Re: Ubuntu drops Unity and moves back to GNOME

Post by Lysander666 »

KBD47 wrote:
Lysander666 wrote: I do take the point that fanboys are irritating though, and it seems the more active a forum is, there more there are of them. I tend to just ignore them. I will say again though, that there already - to me - appears to be a big difference in the Mint in comparison to Ubuntu community with regard to what is allowed to be discussed. It is a huge relief. Most likely because Mint is not tied to a corporation, I imagine.

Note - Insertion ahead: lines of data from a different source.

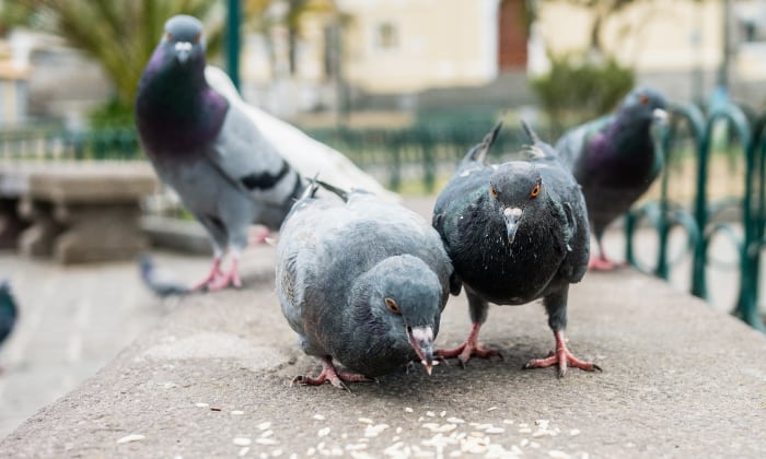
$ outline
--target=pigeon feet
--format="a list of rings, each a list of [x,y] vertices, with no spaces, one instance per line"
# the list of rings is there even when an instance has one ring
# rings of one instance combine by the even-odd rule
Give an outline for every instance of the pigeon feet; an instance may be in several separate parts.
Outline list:
[[[242,286],[242,280],[240,279],[240,272],[236,269],[236,266],[233,266],[225,274],[221,274],[212,279],[207,284],[207,291],[217,292],[219,290],[228,287],[229,285],[234,286],[236,289],[240,289]]]
[[[463,342],[463,344],[459,345],[455,349],[439,350],[437,351],[437,355],[444,358],[457,357],[462,367],[465,367],[465,364],[468,363],[473,355],[476,355],[481,358],[489,358],[497,355],[500,358],[502,358],[502,354],[500,354],[500,351],[497,351],[495,349],[487,349],[478,342],[478,332],[480,328],[480,323],[474,323],[471,330],[471,334],[468,334],[468,338]]]
[[[219,257],[213,258],[212,266],[210,267],[210,272],[201,281],[197,282],[192,286],[192,292],[199,292],[207,290],[208,285],[212,283],[216,279],[223,275],[221,271],[221,259]]]
[[[236,259],[232,260],[231,268],[228,272],[221,271],[221,260],[213,260],[212,268],[208,275],[202,279],[199,283],[192,287],[193,292],[217,292],[223,290],[229,285],[241,287],[242,280],[240,280],[240,267]]]
[[[594,363],[585,362],[577,358],[569,352],[564,343],[564,333],[555,331],[556,352],[550,352],[545,358],[533,358],[524,365],[524,369],[545,368],[552,365],[558,365],[558,377],[562,378],[567,374],[568,367],[584,369],[585,372],[602,372],[601,367]]]
[[[335,369],[335,365],[333,365],[329,357],[322,358],[322,373],[320,373],[320,376],[313,378],[311,376],[299,375],[292,379],[292,384],[304,386],[322,386],[326,381],[329,381],[329,384],[338,389],[345,389],[350,392],[351,389],[346,386],[346,382],[374,382],[374,379],[370,379],[357,373],[338,372]]]

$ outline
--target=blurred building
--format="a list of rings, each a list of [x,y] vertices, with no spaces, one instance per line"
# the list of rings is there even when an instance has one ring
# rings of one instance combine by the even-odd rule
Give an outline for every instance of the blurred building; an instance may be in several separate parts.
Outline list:
[[[304,14],[298,66],[279,21],[247,39],[245,95],[297,111],[529,104],[524,0],[336,0]],[[278,14],[277,12],[276,14]],[[305,91],[309,89],[307,91]]]
[[[242,90],[292,119],[532,106],[527,78],[548,52],[588,49],[594,17],[568,0],[276,0],[244,34]],[[766,0],[635,1],[606,16],[601,43],[672,99],[705,102],[723,74],[735,99],[766,102]],[[54,37],[13,32],[2,49],[3,123],[77,127],[111,94],[98,66]]]
[[[27,78],[27,67],[16,64],[8,44],[0,42],[0,127],[26,120]]]

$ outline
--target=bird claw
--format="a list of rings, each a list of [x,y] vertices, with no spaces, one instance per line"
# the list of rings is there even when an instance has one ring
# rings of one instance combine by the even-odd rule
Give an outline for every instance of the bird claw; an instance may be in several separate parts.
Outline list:
[[[437,356],[440,358],[457,357],[457,362],[460,363],[462,368],[465,368],[465,365],[468,363],[473,355],[476,355],[481,358],[499,356],[500,360],[504,361],[504,357],[502,356],[500,351],[496,349],[487,349],[481,343],[471,340],[466,340],[463,344],[455,349],[437,351]]]
[[[548,353],[547,357],[531,360],[524,364],[522,369],[545,368],[553,365],[558,366],[559,378],[567,375],[567,369],[569,367],[580,368],[585,372],[603,372],[599,365],[591,362],[581,361],[573,356],[566,346],[559,348],[557,352],[552,351]]]

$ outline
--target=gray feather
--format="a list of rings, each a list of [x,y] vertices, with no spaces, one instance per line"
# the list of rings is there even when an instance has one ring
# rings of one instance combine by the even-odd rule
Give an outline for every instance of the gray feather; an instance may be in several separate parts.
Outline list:
[[[350,191],[347,202],[301,199],[280,234],[277,295],[304,352],[379,376],[415,358],[407,327],[436,338],[453,270],[422,217]]]

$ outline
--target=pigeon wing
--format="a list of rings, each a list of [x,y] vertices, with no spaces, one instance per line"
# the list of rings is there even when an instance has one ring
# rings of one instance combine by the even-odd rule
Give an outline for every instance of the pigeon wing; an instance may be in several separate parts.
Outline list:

(bold emphasis above mine)
That is really the core of what happened here. I think if Ubuntu survives intact it will be because they become another Redhat. Compare that to Debian which is a community organized Linux distribution. Or even Mint which is something between the two but smaller and better able to adapt. I think what is getting overlooked is the fact that Ubuntu will be 'following the money'. We have already seen some of this with Amazon being stuck into Ubuntu Unity search, etc. Shuttelworth has made clear that is exactly why all these changes have taken place. Only the users can decide where this leaves them in relationship to Ubuntu. For me I'm taking a harder look and moving back toward Debian. It also makes me appreciate Mint more.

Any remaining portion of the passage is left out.